Here we investigate why only ~45% of sequenced bacterial genomes maintain CRISPR-Cas systems, in contrast to the over 90% of sequenced archaeal genomes that are CRISPR-Cas+. The relative dearth of bacterial CRISPR-Cas systems appears especially surprising given the extensive diversity of lytic bacterial viruses (34, 35) against which CRISPR-Cas would be expected to provide critical adaptive immunity.

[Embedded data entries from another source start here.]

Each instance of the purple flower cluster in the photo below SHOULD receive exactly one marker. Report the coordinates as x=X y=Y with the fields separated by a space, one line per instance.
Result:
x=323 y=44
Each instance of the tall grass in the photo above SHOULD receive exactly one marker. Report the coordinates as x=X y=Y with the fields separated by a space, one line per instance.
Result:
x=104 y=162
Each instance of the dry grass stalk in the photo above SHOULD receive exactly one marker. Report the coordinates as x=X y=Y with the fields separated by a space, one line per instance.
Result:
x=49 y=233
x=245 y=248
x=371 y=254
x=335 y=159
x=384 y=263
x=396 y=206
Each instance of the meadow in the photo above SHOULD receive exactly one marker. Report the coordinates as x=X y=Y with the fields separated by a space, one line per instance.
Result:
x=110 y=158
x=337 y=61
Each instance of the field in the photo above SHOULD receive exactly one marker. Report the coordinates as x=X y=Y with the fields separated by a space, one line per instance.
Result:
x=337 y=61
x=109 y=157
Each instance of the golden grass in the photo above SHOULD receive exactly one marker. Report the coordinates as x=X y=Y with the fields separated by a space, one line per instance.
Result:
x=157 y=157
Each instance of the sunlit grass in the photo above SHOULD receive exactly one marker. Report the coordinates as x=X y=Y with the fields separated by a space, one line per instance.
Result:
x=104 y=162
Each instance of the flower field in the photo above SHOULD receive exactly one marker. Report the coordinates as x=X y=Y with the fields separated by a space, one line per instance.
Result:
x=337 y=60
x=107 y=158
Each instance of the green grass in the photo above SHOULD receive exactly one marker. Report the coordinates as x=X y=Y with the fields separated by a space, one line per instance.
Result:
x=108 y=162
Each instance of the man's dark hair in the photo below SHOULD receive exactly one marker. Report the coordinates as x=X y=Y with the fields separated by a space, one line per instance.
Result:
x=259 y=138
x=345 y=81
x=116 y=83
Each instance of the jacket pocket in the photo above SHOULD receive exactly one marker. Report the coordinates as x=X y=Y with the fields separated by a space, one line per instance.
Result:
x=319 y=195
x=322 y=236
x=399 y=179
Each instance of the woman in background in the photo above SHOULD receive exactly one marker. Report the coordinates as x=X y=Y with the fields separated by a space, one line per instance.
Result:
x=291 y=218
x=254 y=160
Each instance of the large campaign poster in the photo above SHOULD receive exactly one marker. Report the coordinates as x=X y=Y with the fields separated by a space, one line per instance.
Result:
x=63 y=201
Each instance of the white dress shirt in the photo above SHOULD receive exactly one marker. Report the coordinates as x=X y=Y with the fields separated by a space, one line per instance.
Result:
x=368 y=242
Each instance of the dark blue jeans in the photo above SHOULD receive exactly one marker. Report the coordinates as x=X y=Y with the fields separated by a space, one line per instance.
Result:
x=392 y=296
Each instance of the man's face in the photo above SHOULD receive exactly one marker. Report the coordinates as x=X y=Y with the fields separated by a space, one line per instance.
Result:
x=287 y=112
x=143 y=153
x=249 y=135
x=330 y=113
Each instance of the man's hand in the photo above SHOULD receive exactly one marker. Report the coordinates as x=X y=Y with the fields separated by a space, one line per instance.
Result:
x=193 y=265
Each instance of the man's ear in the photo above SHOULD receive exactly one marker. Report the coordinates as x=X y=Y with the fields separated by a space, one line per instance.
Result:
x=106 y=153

One potential driver of the dichotomous prevalence of CRISPR-Cas between bacteria and archaea could be that most sequenced archaea are thermophiles, whereas most sequenced bacteria are mesophiles. Recent biophysical models show that mutations are more likely to be lethal in thermophilic environments, because high temperatures reduce protein stability (36–40). With an increased cost to mutation, thermophilic genomes are predicted to have lower mutation rates than mesophilic genomes (38, 40). The results of several experiments match these predictions, reporting substantially reduced genomic mutation rates in archaeal and bacterial thermophiles (41–43). A further indicator of the increased cost of mutation in thermophiles is that the average ratio of nonsynonomous to synonomous substitutions, i.e., the *dN*/*dS* ratio, averaged across thousands of pairs of orthologous genes, drops from 0.14 in mesophiles to 0.09 in thermophiles (44).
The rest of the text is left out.